Written By: Susan Smithfield – Corporate Finance
The concept of integrated reporting originates from the idea that enterprises, especially multinationals, should not just continue disclosing financial statements to secure the trust and confidence of the markets, their shareholders and investors. But they should also explain the impact of their businesses in creating the conditions for broad-based prosperity.
For Paul Druckman, chief executive officer of the International Integrated Reporting Council (IICR), companies need to write their intentions with a long-term perspective. “How our capital markets system creates and distributes wealth and resources is a critical question that must be addressed with urgency…. If economies, businesses and investors broaden their capital base, investment in their people, ideas and the protection of society and the environment will be prioritized alongside, and be consistent with sustained financial performance,” Druckman stated in a 2016 speech.
The IICR promotes writing an integrated report that no longer dissociates financial statements from the long-term strategy and impact of the company on environmental and social concerns. This report puts historical financial performance back into context and presents the company’s future risks, opportunities and prospects to help investors and stakeholders understand its strategic objectives and the progress it has made.
Today, 1,750 multinational enterprises are participating and promoting this concept all over the world. Countries such as South Africa, Australia and Great Britain are in the forefront. In the financial industry, big names such as the World Bank, HSBC, Prudential, Deutsche Bank, Deutsche Börse Group, BNP Paribas are among the current participants. The number of companies convinced of the power of publishing such reports is growing exponentially since the first tests of integrated reporting were launched three years ago. In fact, more and more professionals today are defending this new mode of reflection and presentation of the strategies of their companies. Participants view the integrated-reporting initiative as interesting because it allows the board to clearly express its long-term vision and contributes to the quality of the dialogue with investors, as well as stakeholders.
“If companies adopt integrated reporting, we will have made a tremendous progress in the coherent synthetic communication of the trajectory they wish to carry out according to their strategy,” said Hélène Ploix, company director and chairman of the French working group.
“Integrated Reporting can bring additional information, in particular about the longer-term costs of climate change, to feed into markets and inform decision-making and policy-formulation by institutions. If achieved, it will lead to better-informed and more sustainable long-term investment, for the benefit of society,” stated Mark Carney, governor of the Bank of England.
Investor expectations on companies’ futures.
According to the IIRC, the information currently disseminated by companies does not “meet the expectations of investors…as it is essentially historical”, while “the investor must form an opinion on the strategic trajectory, the ability of the company to build and maintain competitive advantages, its ability to overcome the risks associated with its business and environment, and on how it will use its financial resources”.
What would be missing?
“The strategic narrative,” explains Jean-Florent Rérolle, a partner at KPMG. “Beyond the numbers, it takes words to explain the future of the company. Investors need a global vision that allows them to find the overall logic to better evaluate the company.”

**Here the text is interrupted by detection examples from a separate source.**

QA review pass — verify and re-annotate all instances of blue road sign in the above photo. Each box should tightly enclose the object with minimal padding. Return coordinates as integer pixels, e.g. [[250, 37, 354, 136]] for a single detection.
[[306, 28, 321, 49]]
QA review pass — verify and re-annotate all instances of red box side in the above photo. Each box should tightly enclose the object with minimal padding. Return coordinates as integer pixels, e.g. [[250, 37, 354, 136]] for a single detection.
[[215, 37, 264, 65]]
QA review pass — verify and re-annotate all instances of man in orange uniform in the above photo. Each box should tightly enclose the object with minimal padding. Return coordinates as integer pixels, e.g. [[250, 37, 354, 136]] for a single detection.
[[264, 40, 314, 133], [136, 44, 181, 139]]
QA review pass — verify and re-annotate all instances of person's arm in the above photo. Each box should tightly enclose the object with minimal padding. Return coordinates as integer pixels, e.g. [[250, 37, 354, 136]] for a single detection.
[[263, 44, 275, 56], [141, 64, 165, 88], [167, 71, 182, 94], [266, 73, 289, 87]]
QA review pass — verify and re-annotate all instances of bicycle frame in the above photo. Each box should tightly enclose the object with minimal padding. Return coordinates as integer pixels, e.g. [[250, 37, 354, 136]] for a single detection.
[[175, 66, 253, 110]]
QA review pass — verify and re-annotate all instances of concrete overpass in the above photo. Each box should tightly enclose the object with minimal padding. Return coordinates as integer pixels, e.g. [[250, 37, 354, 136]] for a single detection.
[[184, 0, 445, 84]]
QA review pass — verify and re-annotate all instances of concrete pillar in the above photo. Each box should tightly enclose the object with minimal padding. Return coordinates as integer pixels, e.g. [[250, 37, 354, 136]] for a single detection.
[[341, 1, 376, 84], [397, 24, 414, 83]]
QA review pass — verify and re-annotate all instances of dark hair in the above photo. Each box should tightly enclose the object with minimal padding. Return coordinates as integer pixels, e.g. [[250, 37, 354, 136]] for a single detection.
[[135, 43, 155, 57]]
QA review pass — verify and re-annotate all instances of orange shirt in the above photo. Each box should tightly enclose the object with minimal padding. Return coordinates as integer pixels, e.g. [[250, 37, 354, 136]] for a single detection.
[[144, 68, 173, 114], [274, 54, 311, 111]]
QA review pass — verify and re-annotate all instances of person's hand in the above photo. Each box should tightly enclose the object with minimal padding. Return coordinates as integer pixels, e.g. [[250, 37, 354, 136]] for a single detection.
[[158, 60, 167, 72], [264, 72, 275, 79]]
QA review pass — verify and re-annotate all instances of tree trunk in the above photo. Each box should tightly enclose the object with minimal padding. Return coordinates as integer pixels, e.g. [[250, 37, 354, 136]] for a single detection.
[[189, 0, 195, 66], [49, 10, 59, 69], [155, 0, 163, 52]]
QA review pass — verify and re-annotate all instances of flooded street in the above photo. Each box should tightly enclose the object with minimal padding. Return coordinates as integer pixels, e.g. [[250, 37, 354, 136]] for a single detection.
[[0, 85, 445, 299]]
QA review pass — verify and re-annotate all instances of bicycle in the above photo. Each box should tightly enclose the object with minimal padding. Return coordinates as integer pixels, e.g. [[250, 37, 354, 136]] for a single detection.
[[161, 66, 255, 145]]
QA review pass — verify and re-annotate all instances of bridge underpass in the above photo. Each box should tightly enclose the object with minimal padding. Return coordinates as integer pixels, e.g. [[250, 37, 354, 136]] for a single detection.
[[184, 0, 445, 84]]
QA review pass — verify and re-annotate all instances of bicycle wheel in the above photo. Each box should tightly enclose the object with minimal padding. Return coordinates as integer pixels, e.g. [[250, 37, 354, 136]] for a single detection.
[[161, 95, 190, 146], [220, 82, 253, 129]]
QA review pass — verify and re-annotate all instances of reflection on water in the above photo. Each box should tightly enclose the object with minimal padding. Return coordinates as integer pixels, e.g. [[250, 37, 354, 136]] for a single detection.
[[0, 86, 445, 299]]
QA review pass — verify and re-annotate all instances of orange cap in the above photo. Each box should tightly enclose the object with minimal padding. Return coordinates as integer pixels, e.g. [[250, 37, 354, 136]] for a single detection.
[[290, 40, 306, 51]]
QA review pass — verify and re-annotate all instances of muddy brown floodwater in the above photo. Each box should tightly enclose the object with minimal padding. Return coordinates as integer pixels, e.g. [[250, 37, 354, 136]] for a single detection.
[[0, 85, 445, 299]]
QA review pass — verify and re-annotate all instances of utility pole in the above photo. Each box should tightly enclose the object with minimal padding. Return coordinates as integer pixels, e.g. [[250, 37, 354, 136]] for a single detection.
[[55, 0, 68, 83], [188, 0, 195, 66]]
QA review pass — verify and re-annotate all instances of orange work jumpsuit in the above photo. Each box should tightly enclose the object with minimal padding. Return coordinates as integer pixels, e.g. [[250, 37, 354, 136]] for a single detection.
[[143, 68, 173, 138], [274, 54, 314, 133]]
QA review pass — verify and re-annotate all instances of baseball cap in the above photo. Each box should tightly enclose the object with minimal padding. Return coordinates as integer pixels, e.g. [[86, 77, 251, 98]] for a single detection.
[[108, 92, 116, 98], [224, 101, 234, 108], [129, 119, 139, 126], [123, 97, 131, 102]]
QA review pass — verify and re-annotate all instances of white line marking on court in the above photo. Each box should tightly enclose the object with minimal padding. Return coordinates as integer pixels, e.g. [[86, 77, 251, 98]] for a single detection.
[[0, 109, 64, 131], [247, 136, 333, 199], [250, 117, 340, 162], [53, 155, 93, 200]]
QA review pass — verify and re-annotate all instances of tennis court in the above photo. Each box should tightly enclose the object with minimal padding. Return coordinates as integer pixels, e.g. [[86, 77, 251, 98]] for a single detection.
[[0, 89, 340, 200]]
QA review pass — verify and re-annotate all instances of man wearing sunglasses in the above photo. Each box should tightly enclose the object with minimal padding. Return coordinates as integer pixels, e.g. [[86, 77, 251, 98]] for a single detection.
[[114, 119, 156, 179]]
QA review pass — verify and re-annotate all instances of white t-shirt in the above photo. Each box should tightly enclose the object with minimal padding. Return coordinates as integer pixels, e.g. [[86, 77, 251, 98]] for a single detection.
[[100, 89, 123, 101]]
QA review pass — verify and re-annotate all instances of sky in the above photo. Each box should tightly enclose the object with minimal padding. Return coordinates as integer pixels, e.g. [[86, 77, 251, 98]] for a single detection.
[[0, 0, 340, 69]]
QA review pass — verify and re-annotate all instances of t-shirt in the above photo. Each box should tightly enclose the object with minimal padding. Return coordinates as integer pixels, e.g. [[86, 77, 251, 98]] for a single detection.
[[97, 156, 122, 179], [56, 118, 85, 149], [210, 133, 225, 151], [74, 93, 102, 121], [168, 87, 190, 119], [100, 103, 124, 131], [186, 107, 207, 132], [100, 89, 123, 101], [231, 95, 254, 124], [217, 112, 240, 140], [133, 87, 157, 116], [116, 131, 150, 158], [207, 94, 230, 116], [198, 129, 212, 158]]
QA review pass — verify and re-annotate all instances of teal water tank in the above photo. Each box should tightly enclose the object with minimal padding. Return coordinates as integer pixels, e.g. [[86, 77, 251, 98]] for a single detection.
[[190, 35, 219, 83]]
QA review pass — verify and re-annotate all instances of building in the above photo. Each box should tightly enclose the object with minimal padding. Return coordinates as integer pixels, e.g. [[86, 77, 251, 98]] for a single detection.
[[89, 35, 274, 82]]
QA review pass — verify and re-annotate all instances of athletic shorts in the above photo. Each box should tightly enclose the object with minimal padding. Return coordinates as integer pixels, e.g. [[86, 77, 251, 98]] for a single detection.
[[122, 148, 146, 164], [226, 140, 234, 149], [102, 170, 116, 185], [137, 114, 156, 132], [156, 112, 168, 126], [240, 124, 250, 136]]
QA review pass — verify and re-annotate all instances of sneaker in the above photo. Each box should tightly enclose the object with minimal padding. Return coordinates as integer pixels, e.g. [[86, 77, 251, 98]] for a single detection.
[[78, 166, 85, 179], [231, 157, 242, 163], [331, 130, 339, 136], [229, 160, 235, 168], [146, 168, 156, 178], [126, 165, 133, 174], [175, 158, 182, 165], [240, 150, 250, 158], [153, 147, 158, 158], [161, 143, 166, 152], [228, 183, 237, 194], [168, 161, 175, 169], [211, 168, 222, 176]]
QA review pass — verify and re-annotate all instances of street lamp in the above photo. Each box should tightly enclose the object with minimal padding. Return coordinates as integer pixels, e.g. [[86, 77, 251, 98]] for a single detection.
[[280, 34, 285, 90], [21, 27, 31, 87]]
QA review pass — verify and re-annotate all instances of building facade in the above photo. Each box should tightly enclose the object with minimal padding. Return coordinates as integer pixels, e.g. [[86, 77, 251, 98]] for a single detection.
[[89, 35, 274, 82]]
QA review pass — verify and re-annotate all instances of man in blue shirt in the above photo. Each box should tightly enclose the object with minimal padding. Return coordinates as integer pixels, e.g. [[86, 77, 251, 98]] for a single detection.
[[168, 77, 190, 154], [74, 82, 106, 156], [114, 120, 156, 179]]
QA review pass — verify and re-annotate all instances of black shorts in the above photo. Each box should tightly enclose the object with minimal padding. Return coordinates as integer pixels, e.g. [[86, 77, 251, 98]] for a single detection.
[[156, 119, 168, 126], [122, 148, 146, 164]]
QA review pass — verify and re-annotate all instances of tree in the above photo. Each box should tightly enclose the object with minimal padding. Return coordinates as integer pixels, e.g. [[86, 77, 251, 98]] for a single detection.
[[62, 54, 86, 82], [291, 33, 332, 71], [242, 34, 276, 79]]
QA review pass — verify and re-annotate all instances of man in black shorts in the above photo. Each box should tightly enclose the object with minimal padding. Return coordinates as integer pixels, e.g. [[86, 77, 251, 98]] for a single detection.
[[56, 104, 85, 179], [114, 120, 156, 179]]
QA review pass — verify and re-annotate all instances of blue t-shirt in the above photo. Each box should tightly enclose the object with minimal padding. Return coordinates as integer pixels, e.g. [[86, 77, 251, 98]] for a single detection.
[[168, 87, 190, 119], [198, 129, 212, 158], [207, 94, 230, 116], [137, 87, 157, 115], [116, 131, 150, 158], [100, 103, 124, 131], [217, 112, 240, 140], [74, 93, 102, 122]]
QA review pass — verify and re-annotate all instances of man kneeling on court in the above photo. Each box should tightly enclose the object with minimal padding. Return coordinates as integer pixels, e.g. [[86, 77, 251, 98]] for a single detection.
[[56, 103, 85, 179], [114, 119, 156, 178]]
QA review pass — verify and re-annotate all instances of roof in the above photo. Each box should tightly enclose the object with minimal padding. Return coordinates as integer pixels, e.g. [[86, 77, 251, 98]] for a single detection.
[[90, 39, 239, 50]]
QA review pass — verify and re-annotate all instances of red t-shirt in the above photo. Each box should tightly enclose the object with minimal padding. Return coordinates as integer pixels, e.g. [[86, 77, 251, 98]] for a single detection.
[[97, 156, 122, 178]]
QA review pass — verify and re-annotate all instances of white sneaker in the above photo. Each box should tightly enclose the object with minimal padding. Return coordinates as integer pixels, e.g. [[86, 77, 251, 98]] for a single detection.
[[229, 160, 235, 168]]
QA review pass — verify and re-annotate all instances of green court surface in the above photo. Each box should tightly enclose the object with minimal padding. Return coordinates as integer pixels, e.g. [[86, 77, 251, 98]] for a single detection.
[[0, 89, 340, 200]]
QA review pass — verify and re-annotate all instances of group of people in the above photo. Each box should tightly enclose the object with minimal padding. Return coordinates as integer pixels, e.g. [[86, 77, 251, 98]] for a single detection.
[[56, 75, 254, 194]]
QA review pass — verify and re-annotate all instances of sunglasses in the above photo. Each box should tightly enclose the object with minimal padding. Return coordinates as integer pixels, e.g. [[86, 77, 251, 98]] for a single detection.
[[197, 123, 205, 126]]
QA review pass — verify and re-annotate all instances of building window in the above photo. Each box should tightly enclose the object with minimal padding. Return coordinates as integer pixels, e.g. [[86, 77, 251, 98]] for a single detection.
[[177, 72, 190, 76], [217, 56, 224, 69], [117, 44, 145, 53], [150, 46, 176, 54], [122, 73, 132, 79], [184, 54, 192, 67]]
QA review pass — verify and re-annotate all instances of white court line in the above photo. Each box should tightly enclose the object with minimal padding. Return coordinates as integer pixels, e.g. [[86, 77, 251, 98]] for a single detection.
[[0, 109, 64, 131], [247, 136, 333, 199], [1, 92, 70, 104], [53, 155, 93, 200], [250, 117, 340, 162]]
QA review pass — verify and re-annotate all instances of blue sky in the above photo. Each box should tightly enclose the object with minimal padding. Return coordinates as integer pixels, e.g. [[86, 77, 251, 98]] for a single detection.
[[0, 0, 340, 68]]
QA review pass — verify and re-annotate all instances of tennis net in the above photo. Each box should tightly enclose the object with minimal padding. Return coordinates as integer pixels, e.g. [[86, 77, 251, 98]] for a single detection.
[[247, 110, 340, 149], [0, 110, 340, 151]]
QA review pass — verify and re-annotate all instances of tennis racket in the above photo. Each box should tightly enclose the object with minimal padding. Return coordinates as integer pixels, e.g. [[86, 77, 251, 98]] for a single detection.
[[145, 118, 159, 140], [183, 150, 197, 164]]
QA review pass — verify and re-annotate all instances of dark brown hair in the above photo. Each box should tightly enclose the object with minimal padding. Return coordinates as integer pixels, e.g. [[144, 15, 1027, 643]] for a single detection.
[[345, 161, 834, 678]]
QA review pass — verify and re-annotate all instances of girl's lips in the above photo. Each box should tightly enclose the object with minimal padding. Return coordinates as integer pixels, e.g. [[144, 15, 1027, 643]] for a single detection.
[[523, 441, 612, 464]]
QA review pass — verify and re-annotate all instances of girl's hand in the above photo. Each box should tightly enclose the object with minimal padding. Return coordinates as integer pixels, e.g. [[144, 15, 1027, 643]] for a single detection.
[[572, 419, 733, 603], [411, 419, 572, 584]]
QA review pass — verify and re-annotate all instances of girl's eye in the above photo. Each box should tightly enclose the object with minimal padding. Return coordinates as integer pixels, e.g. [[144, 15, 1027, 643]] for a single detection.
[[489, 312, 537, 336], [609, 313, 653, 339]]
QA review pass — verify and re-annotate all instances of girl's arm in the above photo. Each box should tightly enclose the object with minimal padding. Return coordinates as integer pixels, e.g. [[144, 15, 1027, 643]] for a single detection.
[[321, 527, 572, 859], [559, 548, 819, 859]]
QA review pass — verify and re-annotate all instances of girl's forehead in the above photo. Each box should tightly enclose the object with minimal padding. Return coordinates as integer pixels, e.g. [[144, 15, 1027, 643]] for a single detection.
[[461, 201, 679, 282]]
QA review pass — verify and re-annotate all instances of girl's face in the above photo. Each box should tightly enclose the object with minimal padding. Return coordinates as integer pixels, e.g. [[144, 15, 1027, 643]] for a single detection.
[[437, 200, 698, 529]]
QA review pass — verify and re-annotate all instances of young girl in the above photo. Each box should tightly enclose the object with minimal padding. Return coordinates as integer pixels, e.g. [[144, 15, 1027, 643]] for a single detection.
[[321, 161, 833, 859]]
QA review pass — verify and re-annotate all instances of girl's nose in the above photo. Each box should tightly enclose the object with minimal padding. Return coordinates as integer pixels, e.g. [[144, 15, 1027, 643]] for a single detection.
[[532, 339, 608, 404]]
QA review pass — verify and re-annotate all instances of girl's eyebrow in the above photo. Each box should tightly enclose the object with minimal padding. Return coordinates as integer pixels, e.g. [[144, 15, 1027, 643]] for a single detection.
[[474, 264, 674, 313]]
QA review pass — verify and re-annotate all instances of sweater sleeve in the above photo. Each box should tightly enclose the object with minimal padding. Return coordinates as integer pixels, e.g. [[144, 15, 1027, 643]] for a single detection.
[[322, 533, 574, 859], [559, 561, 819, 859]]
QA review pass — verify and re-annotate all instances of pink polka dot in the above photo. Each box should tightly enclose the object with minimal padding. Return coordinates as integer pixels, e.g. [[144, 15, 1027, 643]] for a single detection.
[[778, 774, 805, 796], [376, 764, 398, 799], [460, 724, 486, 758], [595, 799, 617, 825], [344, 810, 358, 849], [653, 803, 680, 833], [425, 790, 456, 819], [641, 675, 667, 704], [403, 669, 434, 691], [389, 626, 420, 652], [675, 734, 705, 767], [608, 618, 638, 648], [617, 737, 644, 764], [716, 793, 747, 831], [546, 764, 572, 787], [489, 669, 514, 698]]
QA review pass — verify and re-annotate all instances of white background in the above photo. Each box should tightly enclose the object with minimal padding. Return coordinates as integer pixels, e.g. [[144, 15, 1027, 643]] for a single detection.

As expressed in the International IR (Integrated Reporting) Framework, an integrated report should provide insight into the organization’s strategy, and how it relates to the organization’s ability to create value in the short-, medium- and long-term and to its use of and effect on capital.
“It is not about adding information, but about connecting it to give it meaning, relevance and coherence that investors do not have when they are simply juxtaposed,” according to the IFA (French Association of Board Members).
Investors are not the only recipients; stakeholders should also find interesting material and answers to their questions. This will encourage the boards and managing directors of companies to shed light on decision-making that focuses on creating value in the short-, medium- and long-term—by expressing the company’s strategy in terms of value creation for the shareholder and formalizing its long-term vision by clearly identifying competitive advantages, business-model characteristics and appetite for risks.
A concept still to be promoted and clarified.
Despite these strengths, and its growing support, the battle for integrated reporting has not yet been won. “A large number of professionals—issuers and investors—have not yet heard about integrated reporting or confused the issue with social and environmental responsibility, which in fact has very little to do with it. Indeed, the integrated report is not a Corporate Social Responsibility (CSR) report: it should only include CSR initiatives that contribute directly and clearly to the creation of long-term shareholder value. The integrated report is much more ambitious than a CSR report. It has a strategic content,” claims Jean-Florent Rérolle.
Hence the difficulty of the exercise: it requires a different effort from each division of the company. Building useful information on value creation and risks, and revealing long-term strategies and impacts, requires skills and transparency working together. Confidentiality, cost, time are just some of the obstacles to the constitution of the integrated report.
The implementation of integrated reports will take time but will participate toward building or re-building trust between companies and their stakeholders.